While "unfortunate . . . it is probably safe to say when you are dealing with the top underwriters and bond counsel in the country, they all would have been sued at one point or another by plaintiffs' lawyers. PaineWebber has been the state's underwriter for six years . . . . I know the committee was very, very comfortable with the caliber of their work . . . and wealth of experience."
Calling Hawkins, Delafield & Wood one of "the Big Four in this industry," Larisa said: "We weren't interested in on-the-job training with a $600-million deal."
He said the same of the governor's choice of brokerage houses: "All of the 'subs' were picked professionally and without any type of lobbying . . . or demands by the General Assembly that they be picked."
Yesterday's budget briefing left some legislators concerned, among them Rep.

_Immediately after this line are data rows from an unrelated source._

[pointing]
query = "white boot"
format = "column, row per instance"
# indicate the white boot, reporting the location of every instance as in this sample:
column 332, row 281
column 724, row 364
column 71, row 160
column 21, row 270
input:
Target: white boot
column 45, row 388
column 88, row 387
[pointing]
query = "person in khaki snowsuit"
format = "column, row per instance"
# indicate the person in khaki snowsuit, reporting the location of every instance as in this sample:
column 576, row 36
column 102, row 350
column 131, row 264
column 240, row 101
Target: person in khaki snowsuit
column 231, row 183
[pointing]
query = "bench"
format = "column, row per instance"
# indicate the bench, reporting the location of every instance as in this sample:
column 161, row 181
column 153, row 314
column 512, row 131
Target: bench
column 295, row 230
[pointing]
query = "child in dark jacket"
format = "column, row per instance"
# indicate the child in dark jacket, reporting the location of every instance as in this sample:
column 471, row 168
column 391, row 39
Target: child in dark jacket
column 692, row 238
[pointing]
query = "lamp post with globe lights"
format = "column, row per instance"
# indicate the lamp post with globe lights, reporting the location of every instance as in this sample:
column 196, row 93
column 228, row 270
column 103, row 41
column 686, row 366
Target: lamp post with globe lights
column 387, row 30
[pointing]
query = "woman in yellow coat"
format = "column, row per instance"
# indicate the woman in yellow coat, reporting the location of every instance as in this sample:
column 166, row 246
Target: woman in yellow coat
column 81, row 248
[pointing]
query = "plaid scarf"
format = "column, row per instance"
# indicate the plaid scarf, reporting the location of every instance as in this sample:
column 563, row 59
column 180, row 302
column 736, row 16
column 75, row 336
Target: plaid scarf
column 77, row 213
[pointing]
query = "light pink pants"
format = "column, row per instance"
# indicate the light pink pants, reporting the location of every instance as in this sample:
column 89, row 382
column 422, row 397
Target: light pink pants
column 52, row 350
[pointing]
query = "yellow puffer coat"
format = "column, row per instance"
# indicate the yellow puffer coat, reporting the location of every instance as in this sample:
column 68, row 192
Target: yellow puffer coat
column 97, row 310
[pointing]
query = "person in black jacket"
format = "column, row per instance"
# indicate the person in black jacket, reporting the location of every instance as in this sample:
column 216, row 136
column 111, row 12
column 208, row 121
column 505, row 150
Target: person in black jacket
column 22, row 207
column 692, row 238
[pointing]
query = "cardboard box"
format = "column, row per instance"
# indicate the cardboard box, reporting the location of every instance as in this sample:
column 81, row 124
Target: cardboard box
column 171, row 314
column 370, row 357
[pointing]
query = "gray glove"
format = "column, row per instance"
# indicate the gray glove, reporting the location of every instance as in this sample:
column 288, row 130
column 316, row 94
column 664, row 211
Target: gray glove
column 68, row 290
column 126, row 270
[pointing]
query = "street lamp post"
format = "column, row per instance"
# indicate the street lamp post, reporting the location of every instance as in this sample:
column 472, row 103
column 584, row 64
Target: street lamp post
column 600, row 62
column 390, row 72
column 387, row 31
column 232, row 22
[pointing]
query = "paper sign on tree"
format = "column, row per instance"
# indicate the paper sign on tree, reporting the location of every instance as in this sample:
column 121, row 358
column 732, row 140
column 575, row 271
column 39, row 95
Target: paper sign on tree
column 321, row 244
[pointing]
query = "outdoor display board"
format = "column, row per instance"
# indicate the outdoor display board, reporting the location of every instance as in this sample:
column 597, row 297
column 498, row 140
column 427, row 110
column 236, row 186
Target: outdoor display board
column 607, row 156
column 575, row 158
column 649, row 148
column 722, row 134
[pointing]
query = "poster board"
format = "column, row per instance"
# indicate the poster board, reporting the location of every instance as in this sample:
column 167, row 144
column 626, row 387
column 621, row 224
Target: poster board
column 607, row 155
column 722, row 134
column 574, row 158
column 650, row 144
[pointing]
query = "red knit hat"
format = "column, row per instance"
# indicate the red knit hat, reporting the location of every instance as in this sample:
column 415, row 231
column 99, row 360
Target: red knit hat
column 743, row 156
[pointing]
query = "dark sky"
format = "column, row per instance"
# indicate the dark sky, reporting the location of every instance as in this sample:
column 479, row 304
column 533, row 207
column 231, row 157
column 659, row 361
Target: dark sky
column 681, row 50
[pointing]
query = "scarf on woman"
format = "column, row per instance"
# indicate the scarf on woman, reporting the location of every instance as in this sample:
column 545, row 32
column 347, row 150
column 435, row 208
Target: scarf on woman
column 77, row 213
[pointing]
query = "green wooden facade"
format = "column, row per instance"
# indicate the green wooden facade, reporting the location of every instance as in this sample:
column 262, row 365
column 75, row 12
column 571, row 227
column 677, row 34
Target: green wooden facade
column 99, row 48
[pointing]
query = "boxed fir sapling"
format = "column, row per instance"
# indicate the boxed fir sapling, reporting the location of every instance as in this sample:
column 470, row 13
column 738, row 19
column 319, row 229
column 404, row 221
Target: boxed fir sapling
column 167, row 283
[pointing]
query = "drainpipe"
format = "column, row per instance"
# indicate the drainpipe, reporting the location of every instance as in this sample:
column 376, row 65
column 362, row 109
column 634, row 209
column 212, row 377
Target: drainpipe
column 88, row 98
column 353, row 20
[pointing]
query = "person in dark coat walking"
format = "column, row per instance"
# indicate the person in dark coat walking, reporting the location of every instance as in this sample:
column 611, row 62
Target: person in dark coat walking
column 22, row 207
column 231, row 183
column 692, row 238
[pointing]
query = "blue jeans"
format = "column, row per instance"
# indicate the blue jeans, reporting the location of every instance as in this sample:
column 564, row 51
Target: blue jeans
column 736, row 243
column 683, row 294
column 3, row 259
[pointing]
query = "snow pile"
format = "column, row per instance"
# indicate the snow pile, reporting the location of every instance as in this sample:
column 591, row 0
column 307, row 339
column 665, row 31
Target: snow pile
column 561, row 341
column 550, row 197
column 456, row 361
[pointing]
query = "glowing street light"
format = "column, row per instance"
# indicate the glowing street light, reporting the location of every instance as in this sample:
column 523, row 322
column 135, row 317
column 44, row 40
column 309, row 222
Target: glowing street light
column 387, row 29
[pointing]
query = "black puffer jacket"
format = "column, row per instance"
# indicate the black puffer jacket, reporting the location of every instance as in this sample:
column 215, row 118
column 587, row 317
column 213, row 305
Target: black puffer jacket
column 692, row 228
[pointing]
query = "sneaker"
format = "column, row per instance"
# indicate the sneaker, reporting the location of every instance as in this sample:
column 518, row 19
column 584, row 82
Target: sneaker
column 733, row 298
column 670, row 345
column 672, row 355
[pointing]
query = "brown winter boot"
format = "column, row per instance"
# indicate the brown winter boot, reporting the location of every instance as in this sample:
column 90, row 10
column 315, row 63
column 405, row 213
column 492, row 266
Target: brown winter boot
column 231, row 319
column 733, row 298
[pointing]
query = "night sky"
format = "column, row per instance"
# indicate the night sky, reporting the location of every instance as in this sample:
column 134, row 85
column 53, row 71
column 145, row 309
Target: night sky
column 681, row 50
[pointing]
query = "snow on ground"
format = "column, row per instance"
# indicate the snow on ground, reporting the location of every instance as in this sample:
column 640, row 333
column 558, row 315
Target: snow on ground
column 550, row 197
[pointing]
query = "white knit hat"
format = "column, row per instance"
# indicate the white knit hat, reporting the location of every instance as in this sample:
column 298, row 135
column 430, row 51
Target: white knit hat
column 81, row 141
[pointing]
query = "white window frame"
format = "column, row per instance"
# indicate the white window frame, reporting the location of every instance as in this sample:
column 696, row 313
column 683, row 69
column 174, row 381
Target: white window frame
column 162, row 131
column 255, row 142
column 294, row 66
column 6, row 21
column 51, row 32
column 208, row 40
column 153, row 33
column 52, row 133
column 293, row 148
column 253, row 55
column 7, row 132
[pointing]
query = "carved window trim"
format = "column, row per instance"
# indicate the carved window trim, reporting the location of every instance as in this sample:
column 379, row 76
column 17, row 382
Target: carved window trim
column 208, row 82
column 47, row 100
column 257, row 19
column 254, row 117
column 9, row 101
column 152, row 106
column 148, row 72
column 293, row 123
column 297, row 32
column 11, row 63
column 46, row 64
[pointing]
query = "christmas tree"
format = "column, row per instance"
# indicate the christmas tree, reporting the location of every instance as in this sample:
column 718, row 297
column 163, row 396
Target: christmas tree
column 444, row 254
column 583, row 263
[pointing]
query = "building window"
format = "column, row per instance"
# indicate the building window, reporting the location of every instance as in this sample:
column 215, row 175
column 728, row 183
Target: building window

David Caprio, D-Narragansett. Suggesting the state is using tobacco money to postpone tough budget choices, he said: "The problem is not going to go away. . . . The time is now to make hard decisions."
But Fox said his committee's budget proposal reflects difficult choices, including cuts in health-care services to immigrants. He said the tobacco revenue avoids more drastic cuts and a tax increase.
"If you don't move it up, you don't have RIte Care, you don't have school-based health centers because you don't have the resources to pay for it," he said.
But Rep. Edith H. Ajello, D-Providence, offered one alternative: closing corporate tax "loopholes." Rep. Timothy A. Williamson, D-West Warwick, suggested another: backing the derailed West Warwick casino proposal, and coin-drop slot machines in Newport and Lincoln.
Fox said that even if the state was not in a fiscal crisis, he would support the tobacco-revenue proposal because there is no guarantee that the money will be available to the state in future years.